Members of the Foundation were treated to an in-depth briefing by station commander Group Captain Robbie Noel on 16 April as well as a tour of our neighbouring Air Base – nicknamed the ‘Home of the Mighty Hunter’ in a reference to the legendary Nimrod search and reconnaissance aircraft that has enjoyed more than 40 years of faithful service.
“We are trying to remove some of the myths and rumours about us,” Gp Capt Noel said, emphasising that the continued good reputation of the RAF was essential to maintain staff morale and public support. “We have to convince people we add value for the future and our reputation has to be based on doing something meaningful to help improve the security environment, and doing it safely.
“Regrettably we do not live in a peaceful world, but we are not warmongers.” On the contrary, he believed that one of the Foundation’s objectives of world peace was shared by the RAF although the terminology and strategies of the two organisations differed. “Our goal is providing for a safe and secure environment, which is the same, I believe, as striving for world peace.
It might seem to some as an unachievable aim, but I’m a firm advocate of shooting for the stars with a realistic prospect of landing on the moon.”
As an island nation depending heavily on trade, the UK had to be ready to protect its interests around the world as well as countering submarine activity, narcotics trafficking and “the very real threat from terrorism,” he said.
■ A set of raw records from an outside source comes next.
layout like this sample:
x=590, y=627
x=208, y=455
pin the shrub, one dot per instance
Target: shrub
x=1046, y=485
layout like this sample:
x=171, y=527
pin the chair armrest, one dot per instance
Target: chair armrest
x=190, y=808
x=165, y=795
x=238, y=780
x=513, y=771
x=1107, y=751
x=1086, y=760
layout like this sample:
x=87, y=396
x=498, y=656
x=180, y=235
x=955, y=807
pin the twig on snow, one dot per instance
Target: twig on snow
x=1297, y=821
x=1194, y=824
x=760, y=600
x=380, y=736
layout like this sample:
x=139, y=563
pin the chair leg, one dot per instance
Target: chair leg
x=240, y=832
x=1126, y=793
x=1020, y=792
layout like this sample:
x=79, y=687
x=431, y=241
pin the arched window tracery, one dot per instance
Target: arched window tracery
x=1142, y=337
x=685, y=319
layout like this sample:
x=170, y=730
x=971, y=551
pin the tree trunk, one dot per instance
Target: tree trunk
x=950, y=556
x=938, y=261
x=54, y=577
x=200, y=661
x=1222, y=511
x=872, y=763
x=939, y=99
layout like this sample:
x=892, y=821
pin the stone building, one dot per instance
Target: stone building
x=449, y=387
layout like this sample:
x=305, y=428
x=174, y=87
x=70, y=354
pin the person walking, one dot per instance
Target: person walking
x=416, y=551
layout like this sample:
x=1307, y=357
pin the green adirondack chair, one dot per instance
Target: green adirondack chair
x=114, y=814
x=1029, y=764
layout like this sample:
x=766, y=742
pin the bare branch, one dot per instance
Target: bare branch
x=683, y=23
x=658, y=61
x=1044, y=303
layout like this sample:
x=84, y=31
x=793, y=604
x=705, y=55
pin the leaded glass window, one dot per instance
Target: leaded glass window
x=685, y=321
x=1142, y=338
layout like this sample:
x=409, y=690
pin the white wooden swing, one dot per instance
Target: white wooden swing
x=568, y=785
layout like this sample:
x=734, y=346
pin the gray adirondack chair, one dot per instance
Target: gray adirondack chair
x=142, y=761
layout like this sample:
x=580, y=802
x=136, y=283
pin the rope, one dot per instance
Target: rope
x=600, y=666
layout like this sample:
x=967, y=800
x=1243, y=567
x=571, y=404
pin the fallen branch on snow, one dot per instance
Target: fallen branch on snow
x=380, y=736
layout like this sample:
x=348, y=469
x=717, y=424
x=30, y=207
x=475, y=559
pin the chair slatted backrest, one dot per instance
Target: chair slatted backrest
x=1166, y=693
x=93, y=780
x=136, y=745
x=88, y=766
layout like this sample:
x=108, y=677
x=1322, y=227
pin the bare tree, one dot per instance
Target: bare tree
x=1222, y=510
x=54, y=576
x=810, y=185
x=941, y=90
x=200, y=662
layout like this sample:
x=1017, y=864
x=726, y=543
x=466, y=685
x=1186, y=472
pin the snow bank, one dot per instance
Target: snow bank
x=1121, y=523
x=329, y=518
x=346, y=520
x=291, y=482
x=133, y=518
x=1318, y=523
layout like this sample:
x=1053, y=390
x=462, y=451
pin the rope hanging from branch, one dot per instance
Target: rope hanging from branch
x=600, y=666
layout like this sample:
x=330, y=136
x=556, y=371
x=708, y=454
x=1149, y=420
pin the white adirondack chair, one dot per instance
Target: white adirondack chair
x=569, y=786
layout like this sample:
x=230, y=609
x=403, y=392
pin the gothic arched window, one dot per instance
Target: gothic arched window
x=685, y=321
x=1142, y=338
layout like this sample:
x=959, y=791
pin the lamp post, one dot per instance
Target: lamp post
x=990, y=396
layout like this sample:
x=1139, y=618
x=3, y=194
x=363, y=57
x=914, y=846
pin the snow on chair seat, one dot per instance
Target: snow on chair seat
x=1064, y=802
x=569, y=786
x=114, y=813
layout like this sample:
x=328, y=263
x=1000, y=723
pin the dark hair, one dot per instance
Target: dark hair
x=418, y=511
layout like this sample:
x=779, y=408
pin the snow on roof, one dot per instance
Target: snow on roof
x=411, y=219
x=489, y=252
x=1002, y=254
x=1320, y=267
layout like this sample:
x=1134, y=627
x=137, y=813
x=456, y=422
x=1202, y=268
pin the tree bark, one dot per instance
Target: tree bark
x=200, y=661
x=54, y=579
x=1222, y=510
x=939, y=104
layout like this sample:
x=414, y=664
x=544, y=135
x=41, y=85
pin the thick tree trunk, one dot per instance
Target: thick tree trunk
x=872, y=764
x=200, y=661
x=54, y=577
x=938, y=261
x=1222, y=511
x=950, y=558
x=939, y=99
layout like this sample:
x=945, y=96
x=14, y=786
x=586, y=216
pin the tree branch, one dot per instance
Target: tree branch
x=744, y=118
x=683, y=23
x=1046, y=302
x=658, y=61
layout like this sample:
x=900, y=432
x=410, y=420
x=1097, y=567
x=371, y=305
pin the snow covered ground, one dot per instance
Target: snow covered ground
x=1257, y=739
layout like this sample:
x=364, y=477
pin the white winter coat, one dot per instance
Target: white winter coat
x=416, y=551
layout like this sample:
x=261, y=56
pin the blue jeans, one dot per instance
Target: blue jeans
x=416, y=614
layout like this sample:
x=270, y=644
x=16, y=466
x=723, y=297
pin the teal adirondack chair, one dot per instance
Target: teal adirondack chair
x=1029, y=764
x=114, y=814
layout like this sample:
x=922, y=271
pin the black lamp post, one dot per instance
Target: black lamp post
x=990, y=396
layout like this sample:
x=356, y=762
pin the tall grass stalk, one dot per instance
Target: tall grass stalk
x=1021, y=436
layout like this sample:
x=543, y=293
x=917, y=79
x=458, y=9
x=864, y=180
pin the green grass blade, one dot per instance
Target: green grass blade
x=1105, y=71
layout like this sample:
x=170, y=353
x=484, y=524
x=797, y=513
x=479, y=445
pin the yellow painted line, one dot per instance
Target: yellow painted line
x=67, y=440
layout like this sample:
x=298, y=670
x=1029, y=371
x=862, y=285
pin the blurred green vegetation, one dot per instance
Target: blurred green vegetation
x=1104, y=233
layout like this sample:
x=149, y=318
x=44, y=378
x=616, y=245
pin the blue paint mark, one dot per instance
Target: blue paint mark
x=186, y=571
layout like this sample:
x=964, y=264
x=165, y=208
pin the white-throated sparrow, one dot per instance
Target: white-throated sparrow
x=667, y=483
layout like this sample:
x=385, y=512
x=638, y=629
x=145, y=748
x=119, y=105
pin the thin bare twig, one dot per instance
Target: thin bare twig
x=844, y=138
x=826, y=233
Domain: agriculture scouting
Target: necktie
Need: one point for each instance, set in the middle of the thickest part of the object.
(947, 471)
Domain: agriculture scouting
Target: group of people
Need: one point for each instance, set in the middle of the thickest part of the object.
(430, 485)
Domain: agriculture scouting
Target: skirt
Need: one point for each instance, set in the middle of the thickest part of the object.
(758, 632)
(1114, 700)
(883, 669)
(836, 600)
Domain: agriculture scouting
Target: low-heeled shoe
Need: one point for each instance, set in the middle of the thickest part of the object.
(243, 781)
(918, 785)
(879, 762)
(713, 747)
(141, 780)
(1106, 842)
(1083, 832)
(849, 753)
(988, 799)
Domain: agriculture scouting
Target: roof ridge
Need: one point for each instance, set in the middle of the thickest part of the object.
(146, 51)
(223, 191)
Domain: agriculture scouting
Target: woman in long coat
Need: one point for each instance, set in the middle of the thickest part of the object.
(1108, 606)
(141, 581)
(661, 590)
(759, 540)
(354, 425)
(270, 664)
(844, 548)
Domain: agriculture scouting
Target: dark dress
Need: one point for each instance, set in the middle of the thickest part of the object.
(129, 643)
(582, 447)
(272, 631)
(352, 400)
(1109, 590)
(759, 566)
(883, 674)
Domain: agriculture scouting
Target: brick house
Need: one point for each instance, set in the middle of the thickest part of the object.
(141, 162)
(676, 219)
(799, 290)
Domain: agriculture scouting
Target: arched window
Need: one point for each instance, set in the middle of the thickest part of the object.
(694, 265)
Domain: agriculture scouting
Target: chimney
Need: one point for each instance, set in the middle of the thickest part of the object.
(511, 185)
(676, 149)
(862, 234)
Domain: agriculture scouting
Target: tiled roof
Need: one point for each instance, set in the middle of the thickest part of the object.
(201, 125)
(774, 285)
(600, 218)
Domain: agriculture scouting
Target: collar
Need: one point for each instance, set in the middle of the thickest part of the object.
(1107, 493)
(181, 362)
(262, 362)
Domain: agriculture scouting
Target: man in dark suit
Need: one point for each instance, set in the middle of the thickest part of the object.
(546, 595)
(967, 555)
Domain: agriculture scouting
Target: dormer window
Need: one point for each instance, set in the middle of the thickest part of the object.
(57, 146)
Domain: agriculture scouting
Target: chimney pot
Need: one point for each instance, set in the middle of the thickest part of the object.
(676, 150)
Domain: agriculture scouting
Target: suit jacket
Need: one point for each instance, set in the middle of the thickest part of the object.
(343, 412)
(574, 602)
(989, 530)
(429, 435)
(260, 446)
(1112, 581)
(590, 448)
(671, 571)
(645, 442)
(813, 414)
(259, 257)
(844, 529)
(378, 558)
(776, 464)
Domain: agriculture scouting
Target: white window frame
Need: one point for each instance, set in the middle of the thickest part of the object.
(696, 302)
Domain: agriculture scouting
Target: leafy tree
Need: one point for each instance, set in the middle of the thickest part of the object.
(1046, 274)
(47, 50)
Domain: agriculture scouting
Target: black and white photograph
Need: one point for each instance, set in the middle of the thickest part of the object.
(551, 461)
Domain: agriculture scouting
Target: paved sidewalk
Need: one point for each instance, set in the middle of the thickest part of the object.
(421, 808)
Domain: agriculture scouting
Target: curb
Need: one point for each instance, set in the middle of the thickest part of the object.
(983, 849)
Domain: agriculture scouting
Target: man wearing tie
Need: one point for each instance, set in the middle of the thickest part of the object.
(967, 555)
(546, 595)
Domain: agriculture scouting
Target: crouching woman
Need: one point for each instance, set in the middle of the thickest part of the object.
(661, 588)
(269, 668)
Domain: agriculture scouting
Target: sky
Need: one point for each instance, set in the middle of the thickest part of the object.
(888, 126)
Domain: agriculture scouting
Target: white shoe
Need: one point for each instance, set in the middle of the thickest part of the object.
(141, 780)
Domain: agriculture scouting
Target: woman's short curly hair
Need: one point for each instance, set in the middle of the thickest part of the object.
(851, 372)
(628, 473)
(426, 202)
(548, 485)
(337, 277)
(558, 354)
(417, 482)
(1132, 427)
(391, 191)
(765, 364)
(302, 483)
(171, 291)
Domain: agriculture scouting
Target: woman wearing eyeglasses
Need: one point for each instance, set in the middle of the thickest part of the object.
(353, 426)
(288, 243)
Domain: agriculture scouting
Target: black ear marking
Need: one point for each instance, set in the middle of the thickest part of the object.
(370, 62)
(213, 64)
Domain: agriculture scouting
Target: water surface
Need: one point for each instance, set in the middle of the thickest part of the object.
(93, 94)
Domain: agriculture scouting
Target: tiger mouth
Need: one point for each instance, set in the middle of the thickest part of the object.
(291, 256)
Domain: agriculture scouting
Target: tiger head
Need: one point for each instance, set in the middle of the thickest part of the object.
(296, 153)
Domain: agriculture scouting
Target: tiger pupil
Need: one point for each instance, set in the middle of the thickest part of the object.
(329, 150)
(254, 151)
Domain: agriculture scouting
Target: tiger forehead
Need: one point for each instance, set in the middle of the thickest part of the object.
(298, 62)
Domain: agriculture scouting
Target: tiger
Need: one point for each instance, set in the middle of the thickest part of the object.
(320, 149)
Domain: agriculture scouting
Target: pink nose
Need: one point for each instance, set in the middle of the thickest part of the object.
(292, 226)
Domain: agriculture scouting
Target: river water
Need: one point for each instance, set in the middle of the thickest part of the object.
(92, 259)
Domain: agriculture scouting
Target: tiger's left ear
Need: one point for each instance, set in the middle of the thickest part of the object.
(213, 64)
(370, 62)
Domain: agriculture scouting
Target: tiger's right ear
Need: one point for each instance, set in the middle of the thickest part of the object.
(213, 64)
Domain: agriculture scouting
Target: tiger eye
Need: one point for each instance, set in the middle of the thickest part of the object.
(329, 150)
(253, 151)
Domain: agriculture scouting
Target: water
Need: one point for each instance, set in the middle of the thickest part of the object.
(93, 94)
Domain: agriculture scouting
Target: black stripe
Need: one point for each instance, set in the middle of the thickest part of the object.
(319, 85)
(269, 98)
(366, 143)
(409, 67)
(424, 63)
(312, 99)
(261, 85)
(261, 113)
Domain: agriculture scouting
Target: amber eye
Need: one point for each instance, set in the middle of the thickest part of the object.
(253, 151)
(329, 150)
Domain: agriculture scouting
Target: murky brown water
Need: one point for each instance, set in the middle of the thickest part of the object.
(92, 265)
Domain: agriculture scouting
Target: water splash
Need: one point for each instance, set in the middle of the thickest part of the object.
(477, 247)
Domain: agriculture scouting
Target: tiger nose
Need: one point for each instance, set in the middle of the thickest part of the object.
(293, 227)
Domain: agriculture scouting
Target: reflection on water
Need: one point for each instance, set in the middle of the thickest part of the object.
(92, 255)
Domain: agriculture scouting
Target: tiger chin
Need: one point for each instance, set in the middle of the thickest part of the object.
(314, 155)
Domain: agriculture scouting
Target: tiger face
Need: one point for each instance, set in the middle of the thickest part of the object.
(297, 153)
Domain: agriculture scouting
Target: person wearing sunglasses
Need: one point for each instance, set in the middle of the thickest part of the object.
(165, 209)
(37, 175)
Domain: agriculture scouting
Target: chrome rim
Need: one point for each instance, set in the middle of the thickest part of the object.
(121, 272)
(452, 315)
While warriors were trained to “deliver controlled violence” he stressed that was always the last resort, with the threats of the 21st century proving infinitely more complex than in the past, and the role of the armed forces changing to include peacekeeping and also nation building.
The Kinloss station first opened in 1939 and apart from playing a role during World War 2 and the subsequent Cold War, it has supported campaigns in the Balkans, Iraq and Afghanistan, and is increasingly called to work alongside groups from the United Nations, World Health Organisation, Medecins Sans Frontieres, Red Cross and NGOs and humanitarian aid agencies.
It was felt that the Foundation might provide useful lessons in how to maximise the effectiveness of interactions with non-military organisations and in coming days and weeks the two neighbours will explore the possibilities of closer links, including purely social events.
Perhaps significantly community co-founder Peter Caddy was a former RAF officer and the site of the current Findhorn ecovillage features a discontinued aircraft runway as the main street.
The noise and pollution of military aircraft landing and taking off from Kinloss has sometimes been intrusive and an irritation, especially in the middle of the night, although the current Nimrod MR2 has now been withdrawn from active service, curtailing the effectiveness of search and rescue capabilities until the new Nimrod MRA4 becomes operational. The new aircraft are due to arrive at RAF Kinloss in July for training purposes, but will not be in operational service until 2012.
After spending time with our uniformed neighbours, many community members now recognise the value of their commitment to maintaining security on land, sea and in the air. A bonus with the new generation Nimrod aircraft – which are said to exemplify the RAF’s credo of ‘agile, adaptable and capable’ – are reduced noise levels, much enhanced fuel efficiency and the potential to stay airborne longer, reducing the frequency of takeoffs and landings during operations.
Foundation focaliser Ana Rhodes-Castro said: “We left with a deeper understanding and respect for the work that the RAF does on behalf of all UK citizens.
“The question the Findhorn Foundation asks itself on a regular basis is ‘How can we as an organisation continue to meaningfully contribute to the current world challenges?’ I felt that this is one of the questions that the RAF is asking itself as well and I’m sure there are more areas where we are both working towards the same common purpose.”